Viernes, 22 de Noviembre 2024
Cultura | Por David Izazaga

Crónicas FILosas

Delitos menores

Por: EL INFORMADOR

Ya son casi las cuatro de la tarde y Alma me pide que la acompañe al Oxxo a buscar algo para comer. Le digo que yo también tengo hambre, pero que no tengo gafete, así que no quisiera salir, porque tendré que esperarme hasta las cinco de la tarde para entrar, pagando además 20 pesos, que ya pagué el sábado y también el domingo. Me pregunta que entonces cómo fue que entré, si sólo se le permite, por la mañana, la entrada a profesionales. Le digo, mientras me acomodo la corbata que no traigo, que si acaso duda que lo soy. Es entonces que saca de su bolsa de Sport Bily un gafete y me lo da, mientras apura el paso hacia la salida. Yo me lo pongo, como si para salir lo exigieran, como si en el Oxxo nos fueran a hacer descuento por traer gafete. Alma se ríe mucho cuando le cuento cómo fue que en Colombia me enteré del nombre que tienen para esto que aquí llamamos gafete. Lo traía ya puesto, el primer día, pues me lo habían dejado dentro de un sobre en mi habitación. Me di cuenta de que mi nombre estaba bien, pero mis apellidos, como casi siempre, mal. Se lo dije a alguien y una amable cartaginense vino hacia mí para decirme: ¿Me puede prestar su “escarapela”?

Hemos comido ya algo que nos salió cuatro veces más barato de lo que hubiéramos pagado dentro de la Expo y quisiera decir que está no cuatro, sino tres veces más bueno, pero no —digamos, como todos seguramente lo saben— que se trata de un asunto meramente alimenticio y no de gusto.

Ahora vamos adentro de nuevo y Alma me dice que me ponga mi “escarapela”, pero ahora le digo que no, que éste es gafete, porque, para que sea “escarapela”, debe venir la foto (Jaime García Márquez me dijo que se llama así porque sale “la cara pelá”).

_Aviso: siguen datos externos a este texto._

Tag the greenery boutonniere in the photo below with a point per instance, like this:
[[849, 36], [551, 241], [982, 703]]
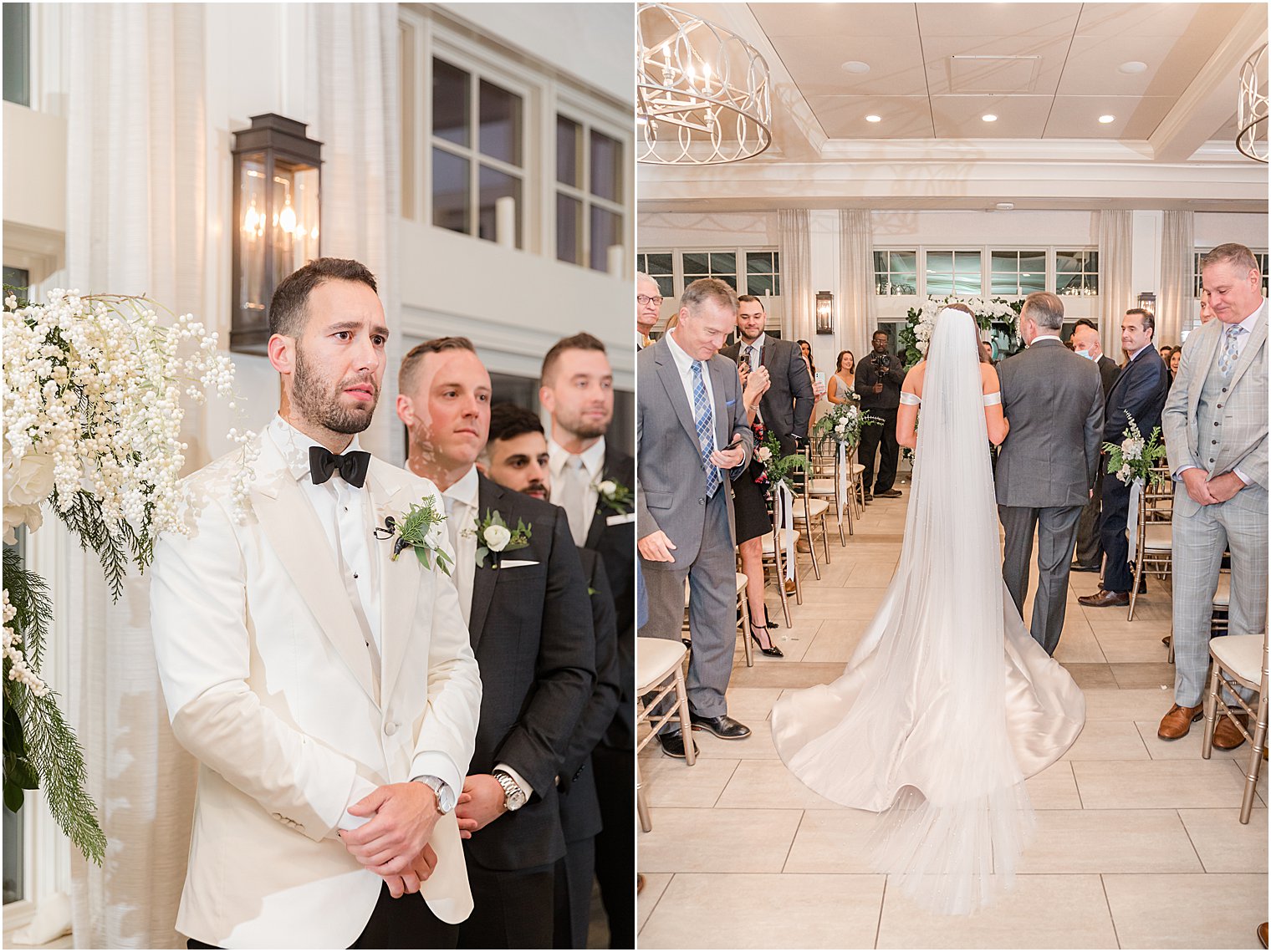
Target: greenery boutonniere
[[422, 529], [614, 495], [493, 538]]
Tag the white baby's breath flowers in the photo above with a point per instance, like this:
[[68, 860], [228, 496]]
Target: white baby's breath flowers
[[93, 403], [18, 670]]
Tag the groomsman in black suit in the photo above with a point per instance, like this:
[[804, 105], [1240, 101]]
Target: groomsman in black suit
[[516, 458], [577, 390], [529, 620], [879, 379], [1090, 549], [1141, 393]]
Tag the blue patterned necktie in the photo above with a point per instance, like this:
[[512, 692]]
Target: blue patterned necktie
[[704, 421], [1227, 359]]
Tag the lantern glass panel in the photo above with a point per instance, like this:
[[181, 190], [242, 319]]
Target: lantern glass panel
[[294, 216], [253, 209]]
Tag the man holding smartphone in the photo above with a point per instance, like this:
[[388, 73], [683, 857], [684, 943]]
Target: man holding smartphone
[[879, 379]]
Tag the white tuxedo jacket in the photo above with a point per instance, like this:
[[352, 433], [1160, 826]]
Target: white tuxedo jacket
[[268, 684]]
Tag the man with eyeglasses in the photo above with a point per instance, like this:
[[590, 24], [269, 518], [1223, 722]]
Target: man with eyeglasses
[[648, 305]]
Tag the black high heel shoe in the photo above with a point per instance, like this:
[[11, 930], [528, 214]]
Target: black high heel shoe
[[773, 652]]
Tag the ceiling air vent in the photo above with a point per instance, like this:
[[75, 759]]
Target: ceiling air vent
[[993, 75]]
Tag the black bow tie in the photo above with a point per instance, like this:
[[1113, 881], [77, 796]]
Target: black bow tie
[[351, 466]]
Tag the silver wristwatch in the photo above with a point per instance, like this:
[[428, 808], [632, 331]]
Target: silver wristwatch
[[513, 797]]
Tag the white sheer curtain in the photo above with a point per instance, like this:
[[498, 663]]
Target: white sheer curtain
[[796, 247], [355, 74], [1175, 302], [136, 176], [1116, 285], [857, 280]]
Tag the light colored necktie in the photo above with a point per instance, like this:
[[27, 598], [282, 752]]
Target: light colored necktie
[[704, 420], [574, 485], [1231, 349]]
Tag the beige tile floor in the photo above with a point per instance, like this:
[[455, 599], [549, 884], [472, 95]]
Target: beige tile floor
[[1138, 842]]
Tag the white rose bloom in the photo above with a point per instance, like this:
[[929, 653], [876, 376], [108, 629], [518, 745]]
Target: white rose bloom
[[29, 481], [496, 538]]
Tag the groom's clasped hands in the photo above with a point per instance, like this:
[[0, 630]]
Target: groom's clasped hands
[[394, 843]]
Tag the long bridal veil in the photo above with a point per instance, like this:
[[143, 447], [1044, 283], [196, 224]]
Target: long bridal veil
[[947, 703]]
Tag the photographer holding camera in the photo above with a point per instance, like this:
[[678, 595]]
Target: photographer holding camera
[[879, 379]]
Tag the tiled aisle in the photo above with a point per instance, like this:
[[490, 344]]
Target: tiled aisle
[[1139, 843]]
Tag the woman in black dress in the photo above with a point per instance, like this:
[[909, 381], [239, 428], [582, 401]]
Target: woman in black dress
[[750, 510]]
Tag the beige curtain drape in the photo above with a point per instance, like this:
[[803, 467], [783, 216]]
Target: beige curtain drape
[[1175, 302], [857, 280], [796, 248], [136, 186], [1116, 283]]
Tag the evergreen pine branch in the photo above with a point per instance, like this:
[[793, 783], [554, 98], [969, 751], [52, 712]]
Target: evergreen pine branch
[[55, 754], [28, 593]]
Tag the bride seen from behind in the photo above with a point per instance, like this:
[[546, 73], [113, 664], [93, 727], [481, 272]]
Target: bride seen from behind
[[948, 705]]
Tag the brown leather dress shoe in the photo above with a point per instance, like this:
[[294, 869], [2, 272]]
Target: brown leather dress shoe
[[1227, 736], [1177, 722], [1105, 599]]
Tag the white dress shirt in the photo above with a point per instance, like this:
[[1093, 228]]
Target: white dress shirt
[[579, 503], [462, 517]]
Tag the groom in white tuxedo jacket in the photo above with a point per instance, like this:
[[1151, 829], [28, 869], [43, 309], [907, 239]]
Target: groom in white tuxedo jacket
[[327, 688]]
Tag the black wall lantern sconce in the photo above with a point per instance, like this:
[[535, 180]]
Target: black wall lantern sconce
[[278, 182]]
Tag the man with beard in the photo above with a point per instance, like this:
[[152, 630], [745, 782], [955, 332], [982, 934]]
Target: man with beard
[[516, 458], [525, 600], [577, 389], [327, 690]]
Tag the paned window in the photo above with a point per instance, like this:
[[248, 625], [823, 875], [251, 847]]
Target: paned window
[[953, 272], [1017, 272], [763, 273], [895, 272], [1077, 272], [478, 155], [721, 265], [590, 182]]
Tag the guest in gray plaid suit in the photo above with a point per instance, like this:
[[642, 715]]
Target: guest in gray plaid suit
[[692, 436], [1215, 425]]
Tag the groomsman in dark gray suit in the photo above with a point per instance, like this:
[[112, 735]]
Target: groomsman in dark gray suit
[[692, 435], [1054, 400], [786, 405]]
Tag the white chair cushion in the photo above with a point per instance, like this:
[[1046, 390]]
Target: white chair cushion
[[655, 660]]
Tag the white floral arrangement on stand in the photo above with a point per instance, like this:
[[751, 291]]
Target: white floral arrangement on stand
[[93, 390], [916, 337]]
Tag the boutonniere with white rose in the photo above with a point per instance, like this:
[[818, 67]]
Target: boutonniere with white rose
[[614, 495], [422, 529], [493, 538]]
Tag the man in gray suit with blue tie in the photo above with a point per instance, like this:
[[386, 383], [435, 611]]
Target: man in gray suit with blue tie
[[692, 436], [1215, 426], [1054, 400]]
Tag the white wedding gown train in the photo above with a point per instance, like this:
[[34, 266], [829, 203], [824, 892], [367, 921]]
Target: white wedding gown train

Ya estando adentro se lo devuelvo y le pido que me cuente algo interesante porque tengo que escribir ya. Alma es investigadora de la Universidad de Guadalajara y ésta es una de las primeras ocasiones en que viene a la FIL sin tener a qué venir, es decir, por puro placer. Me cuenta que le tocó hacer su servicio social cuidando un stand, hace ya casi 20 años. Ella no quiere que diga 20 años, que por no revelar su edad, pero, si también estoy usando un nombre falso, no veo por qué ocultar ese dato. Tampoco quiere que cuente que era muy común que en ese entonces ella y sus amigos, que también hacían su servicio de cuidastands, se hicieran de la vista gorda cuando veían que alguien se “guardaba” un libro bajo la chamarra o simplemente apresuraban el paso por el pasillo, con el libro en las manos.

¿Cómo denunciar a alguien que se estaba robando un libro de poemas?, me dice con vehemencia, como si quisiera convencerme de que no la delate. Casi me convence cuando me argumenta que es como denunciar a un niño hambriento que ha tomado un pan en un supermercado. En eso, pasa junto a nosotros una señora copetona que lleva, orgullosa entre sus brazos, un libro de J.J. Benítez, y Alma me dice: “En cambio, a ésa, aunque lo haya comprado, sí que la metería al bote”.

No lo creo, pero no se lo digo.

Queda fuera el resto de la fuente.